I love this time of year. The few weeks that hang between summer, and autumn. Even here in Texas, where the heat lays like a heavy blanket over the flat of the Earth and the trees hum with the afternoon sun, I can feel the equinox coming early in my bones. It’s there when I wake up - a lightness, the smell of shaken leaves and the yearning for some kind of warm drink to hold between my hands. The feeling that something’s coming. Or that something’s going - I can’t tell which.
It reminds me of every love I’ve ever had. Of Jackson, and Marshall, and Travis. They were all the feeling of a quickly approaching autumn. Something fleeting - the feeling of coming, and going, and you can't tell which.
You're the only one that's ever felt like the whole season. Like finally getting there. Sinking in. You're the earthy sweetness of autumn, all pumpkin spice and woolen hats, day after month after year.
87 strange, half summer, half autumn days. That’s all. And then, we’ll pack our boxes and board a plane and shake middle fingers at the state of Texas as it shrinks into the past. One chapter is ending quickly. We’ll lick our fingers, grab at the corner of the next page, turn, turn --
It’s during these in between times - between summer and autumn, between Texas and California - that I feel I need to force things. Because the new season isn’t coming quickly enough. And there isn’t enough money in the bank account. And I haven’t written my book yet. And --
So I force stories to come, and art to form in pencil and ink, and money to appear in our bank account, and plans to line up, and then I throw it all away - backspace the stories, tear the art, erase the plans - because of course it isn’t very good. Those kinds of things - the ones that are hammered into existance with a hasty heart - never are.
My God, I’m sure that’s what happens when folks force the big things, too. Beyond work and art and stories - when they force motherhood, and lovers, and memories to be made. When their entire life is a rowdy push from behind. They’ll feel so strangely unsatisfied with everything that they throw it all away.

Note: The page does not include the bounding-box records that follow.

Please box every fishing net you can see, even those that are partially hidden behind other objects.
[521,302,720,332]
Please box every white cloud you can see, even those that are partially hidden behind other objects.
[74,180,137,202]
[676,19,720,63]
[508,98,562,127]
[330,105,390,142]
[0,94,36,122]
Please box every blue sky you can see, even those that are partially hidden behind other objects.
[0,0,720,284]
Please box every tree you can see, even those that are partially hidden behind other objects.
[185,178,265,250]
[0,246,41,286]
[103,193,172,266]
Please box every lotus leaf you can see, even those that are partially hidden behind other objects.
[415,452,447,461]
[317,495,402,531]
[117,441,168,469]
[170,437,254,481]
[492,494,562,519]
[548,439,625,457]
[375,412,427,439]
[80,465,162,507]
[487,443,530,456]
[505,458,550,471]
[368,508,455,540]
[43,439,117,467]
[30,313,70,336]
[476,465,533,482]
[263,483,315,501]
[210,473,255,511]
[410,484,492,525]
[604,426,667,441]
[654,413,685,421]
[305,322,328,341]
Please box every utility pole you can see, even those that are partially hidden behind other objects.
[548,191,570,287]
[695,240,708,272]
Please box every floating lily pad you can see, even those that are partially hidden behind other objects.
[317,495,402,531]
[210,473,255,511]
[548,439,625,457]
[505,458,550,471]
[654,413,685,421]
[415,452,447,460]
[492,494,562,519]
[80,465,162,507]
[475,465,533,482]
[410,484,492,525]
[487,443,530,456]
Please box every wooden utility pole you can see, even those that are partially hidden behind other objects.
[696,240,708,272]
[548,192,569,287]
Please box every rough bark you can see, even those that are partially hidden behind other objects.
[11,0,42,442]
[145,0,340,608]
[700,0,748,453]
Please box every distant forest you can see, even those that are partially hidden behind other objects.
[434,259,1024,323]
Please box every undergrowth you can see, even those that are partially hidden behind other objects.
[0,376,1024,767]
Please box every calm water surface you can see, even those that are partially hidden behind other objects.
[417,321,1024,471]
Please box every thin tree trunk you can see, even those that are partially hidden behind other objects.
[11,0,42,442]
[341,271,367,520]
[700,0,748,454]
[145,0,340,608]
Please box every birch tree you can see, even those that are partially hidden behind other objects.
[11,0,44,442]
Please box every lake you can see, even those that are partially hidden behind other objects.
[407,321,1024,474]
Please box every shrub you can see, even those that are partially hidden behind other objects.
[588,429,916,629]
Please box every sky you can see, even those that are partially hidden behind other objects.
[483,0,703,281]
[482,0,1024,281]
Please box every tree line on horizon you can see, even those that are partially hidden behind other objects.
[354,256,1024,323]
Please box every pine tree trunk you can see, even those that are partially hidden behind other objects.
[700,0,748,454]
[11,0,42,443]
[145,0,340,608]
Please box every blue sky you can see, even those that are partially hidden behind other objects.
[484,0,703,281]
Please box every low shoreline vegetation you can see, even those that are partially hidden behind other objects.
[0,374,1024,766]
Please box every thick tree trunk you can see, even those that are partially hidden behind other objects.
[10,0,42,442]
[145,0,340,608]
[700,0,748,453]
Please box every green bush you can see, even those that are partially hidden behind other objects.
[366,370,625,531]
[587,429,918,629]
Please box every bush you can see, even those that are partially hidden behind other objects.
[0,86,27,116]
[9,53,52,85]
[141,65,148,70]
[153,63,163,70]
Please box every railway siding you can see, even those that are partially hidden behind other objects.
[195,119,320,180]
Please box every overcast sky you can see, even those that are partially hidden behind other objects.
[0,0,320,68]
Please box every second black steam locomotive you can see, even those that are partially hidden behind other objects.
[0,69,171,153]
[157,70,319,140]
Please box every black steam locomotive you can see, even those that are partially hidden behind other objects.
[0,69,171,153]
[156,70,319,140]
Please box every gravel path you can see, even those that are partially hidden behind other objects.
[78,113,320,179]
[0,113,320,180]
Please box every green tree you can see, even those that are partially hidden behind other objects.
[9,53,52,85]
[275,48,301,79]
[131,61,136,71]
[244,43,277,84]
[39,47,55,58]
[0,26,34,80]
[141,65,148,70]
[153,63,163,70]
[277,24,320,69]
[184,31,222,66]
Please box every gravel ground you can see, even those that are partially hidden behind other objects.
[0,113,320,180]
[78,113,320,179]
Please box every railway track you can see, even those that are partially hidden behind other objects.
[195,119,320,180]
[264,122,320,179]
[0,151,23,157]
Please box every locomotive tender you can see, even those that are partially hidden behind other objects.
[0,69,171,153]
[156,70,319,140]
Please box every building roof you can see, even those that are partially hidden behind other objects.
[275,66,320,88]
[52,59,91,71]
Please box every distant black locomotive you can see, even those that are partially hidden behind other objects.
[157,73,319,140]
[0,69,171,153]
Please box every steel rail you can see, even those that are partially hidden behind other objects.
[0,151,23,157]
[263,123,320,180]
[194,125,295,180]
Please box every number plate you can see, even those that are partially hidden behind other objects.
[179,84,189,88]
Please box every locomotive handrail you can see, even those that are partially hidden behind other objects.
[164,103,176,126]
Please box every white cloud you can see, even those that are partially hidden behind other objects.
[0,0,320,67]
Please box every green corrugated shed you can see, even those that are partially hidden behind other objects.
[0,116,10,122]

Nothing is ever quite right when you force it. This I’ve learned. There’s no need to sit and burn, clenching and unclenching fists, cracking eggshells just to get at the golden center. The only things worth having are the ones that are cared for. That are loved into existence. That hatch on their own.
Folks only need a little. Someone to be there, and be warm, to pull the blanket under their chin and maybe say something kind and maybe not say anything at all. That’s all I need. That's all my art needs. And my writing. And that’s all she’ll need, too. I can do that.
I need to be here, now, relaxing into it. Into the book ideas, the art, the writing, the plane tickets home, the gestation, the labor, the delivery. Into motherhood. Into my own skin. Into autumn.